Which, in fact, is how some news organizations see things as they strive to build and maintain digital audiences. The crossword, WBUR’s Joan Dimicco says, has “shown us the capacity people have to be loyal. They can come to our website every day. It’s gotten us thinking more expansively about what our website could be.” In Burlington, VT, the crew at Seven Days—which makes use of NewsGames’ entire suite of games—sees them as reinforcing the weekly’s mission of tying locals and Vermonters statewide together.

“A news habit is helpful to all of us, because reading and keeping up with the news is an important part of the infrastructure of communities,” says associate publisher Cathy Resmer. “It helps people be informed and make better decisions about local issues. It’s not just that we want people to keep coming back to our site because we’re selling ads; the games also emphasize our mission in a different way: They’re high-quality local content that helps people feel connected.”
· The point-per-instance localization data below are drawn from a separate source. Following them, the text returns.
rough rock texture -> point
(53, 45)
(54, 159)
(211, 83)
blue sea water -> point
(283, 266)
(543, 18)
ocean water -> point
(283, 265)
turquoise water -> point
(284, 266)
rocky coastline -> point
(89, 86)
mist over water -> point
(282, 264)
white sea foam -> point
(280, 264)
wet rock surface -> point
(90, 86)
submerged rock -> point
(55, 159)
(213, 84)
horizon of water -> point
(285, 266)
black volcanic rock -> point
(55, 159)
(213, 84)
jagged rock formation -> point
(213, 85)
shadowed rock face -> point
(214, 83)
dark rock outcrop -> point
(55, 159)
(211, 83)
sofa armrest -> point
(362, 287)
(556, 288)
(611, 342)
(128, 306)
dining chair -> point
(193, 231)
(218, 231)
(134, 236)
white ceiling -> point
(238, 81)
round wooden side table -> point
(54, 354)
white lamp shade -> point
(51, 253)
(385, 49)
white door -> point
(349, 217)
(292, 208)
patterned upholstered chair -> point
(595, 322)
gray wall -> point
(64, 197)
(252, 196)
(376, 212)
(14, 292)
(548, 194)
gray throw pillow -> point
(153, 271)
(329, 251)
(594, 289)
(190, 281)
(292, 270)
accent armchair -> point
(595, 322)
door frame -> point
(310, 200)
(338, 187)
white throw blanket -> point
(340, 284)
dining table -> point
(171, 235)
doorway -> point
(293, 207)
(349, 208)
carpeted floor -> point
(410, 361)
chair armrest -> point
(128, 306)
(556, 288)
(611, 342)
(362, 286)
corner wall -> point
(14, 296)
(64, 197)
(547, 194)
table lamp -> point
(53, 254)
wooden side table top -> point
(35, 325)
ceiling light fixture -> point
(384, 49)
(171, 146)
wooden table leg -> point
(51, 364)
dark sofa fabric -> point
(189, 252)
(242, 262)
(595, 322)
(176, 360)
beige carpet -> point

NHPR’s Jim Schachter also takes a broad—but measured—view of the role that news games can play in helping local and regional news outlets survive. “Our future is to connect and build loyalty among people who use and consume us when they want to and how they want to,” he says. “We can’t just keep talking to the same people. We’ll continue talking to them, of course, but they want us and we want to expand that circle. [Games are] one tool in what has to be a big fat Swiss army knife of tools if this is going to succeed.”